StormCrawler 1.15 was released yesterday and as usual, contains loads of improvements and bugfixes.
You can find the full list of changes on https://github.com/DigitalPebble/storm-crawler/milestone/25?closed=1
We recommend that all users upgrade to this version as it contains very important fixes and performance improvements.
Dependency upgrades
Core
- /bugfix/ CharsetIdentification crashes on binary content (#747)
 - FetcherBolt skips tuples which have spent too much time in queues (#746)
 - Fetcher bolts generate metrics for HTTP status (#745)

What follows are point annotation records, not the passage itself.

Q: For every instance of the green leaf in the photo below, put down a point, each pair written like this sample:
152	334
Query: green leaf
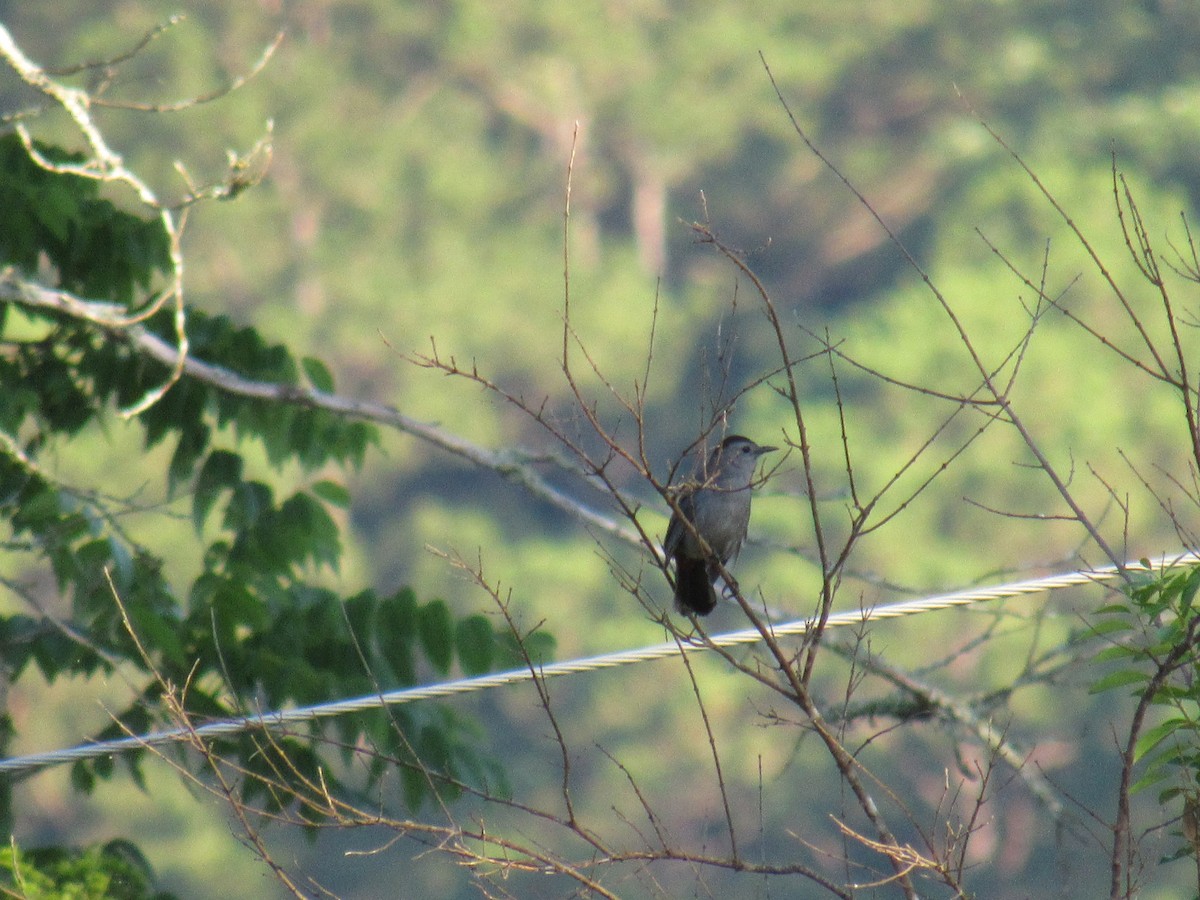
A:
1152	737
477	645
221	471
436	629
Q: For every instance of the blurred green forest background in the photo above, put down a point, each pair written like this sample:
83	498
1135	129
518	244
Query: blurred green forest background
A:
417	191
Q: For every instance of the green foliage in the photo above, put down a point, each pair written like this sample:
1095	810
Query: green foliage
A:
115	870
1152	641
97	250
256	624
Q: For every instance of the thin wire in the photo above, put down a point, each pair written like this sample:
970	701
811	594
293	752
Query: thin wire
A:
589	664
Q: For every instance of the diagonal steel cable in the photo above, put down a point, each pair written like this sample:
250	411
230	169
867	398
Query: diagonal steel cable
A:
283	718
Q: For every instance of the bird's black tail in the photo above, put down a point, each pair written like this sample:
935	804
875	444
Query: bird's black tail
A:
694	591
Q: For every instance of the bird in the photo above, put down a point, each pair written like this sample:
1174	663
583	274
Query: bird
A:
715	507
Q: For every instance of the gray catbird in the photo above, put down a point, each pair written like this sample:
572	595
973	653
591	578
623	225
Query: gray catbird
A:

 - improvements to URLFilterBolt (#740)
 - /bugfix/ FetcherBolt doesn't recover when entering maxNumberURLsInQueues (#738)

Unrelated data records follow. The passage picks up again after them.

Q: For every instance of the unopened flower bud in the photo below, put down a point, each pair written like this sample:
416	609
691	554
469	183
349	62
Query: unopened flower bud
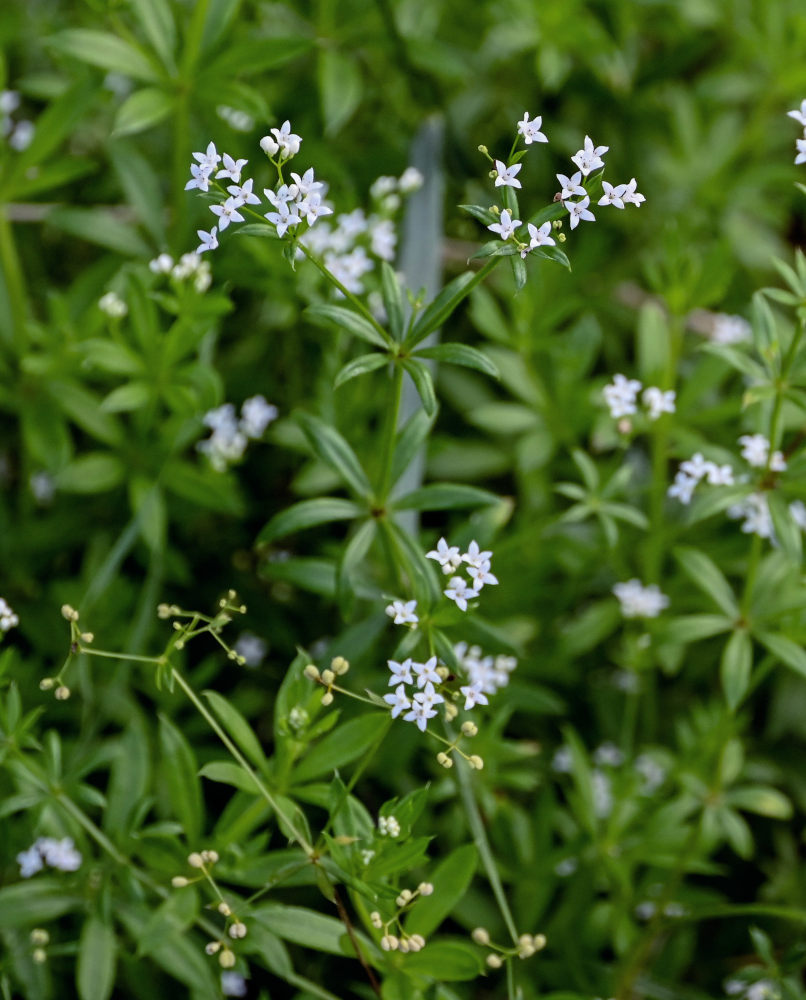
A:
226	959
339	665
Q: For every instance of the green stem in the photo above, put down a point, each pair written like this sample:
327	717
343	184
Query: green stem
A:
14	280
239	757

 - /bugfix/ RemoteDriverProtocol does not set user agent correctly (#735)
 - Force English Locale for SimpleDateFormat in cookie converter (#732)
 
LangID
- LangId normalises and returns value found via extraction (#733)
 
Elasticsearch
- Pluggable URLBuffer and Hybrid Elasticsearch spout (#752)
 - ES spouts control how long the search is allowed to take with timeout (#753)

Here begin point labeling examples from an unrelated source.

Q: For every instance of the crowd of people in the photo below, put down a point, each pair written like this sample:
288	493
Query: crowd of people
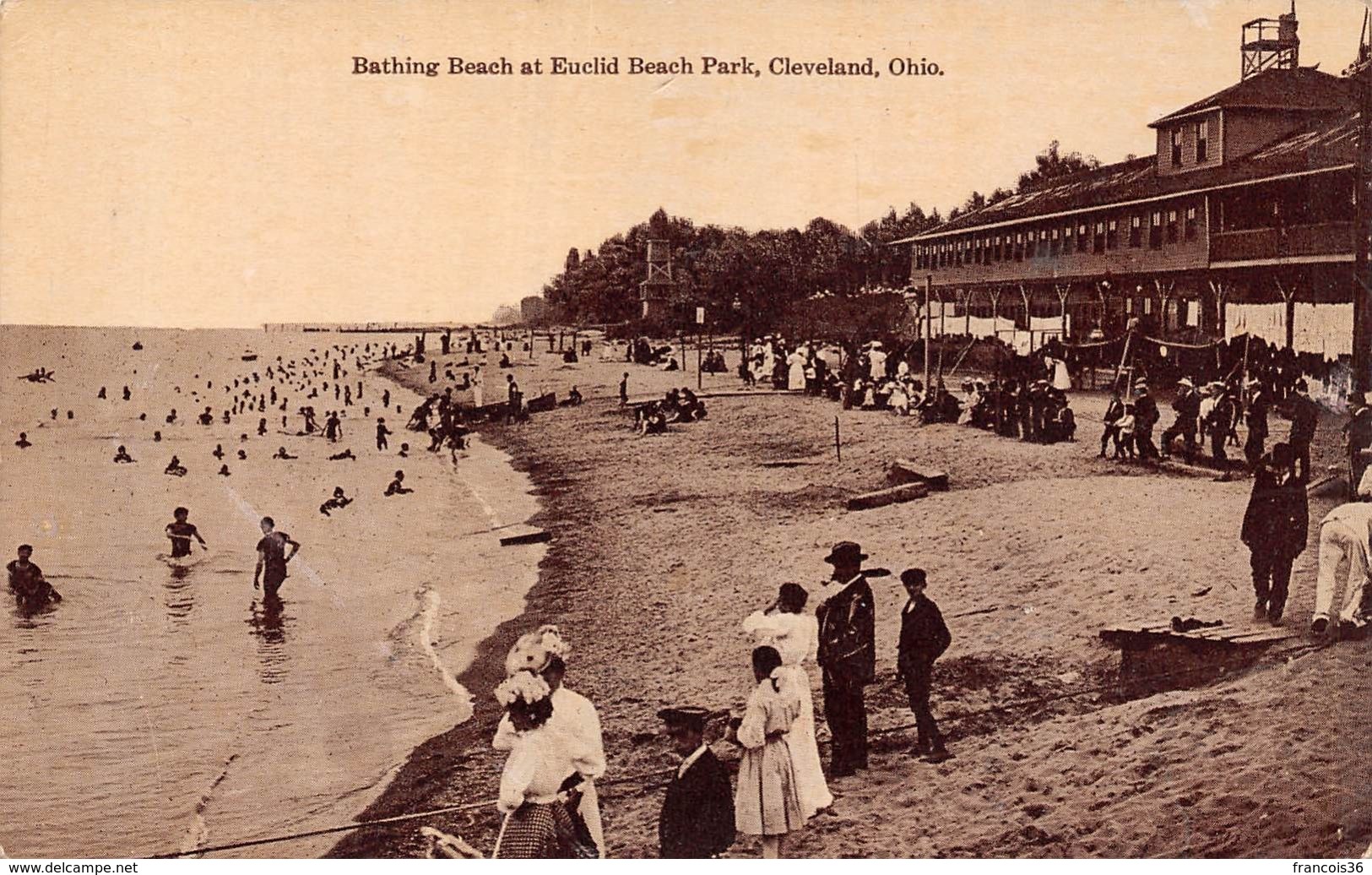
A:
556	754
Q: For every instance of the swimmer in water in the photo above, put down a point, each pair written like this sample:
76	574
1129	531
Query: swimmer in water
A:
336	503
399	486
26	580
182	532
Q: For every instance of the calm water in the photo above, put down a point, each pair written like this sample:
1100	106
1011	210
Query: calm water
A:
162	708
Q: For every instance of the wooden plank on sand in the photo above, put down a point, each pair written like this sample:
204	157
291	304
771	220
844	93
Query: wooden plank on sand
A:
896	494
524	535
906	470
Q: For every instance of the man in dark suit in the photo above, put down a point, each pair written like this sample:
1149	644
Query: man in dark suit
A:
697	818
924	637
847	657
1305	419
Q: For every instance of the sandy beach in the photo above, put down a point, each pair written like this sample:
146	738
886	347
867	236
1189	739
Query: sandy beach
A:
663	545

 - Improve types used for numeric values for metrics mappings (#744)
 - Use sniffer for ES connections (#734)
 - ScrollSpout to quit logging when finished (#727)
 - ES spouts use nextFetchDate RangeQuery as a filter (#725)
 - MetricsConsumer takes an optional date format (#724)
 - StatusMetricsBolt returns a max of 10K results per status (#723)
 
Happy crawling and thanks to all contributors!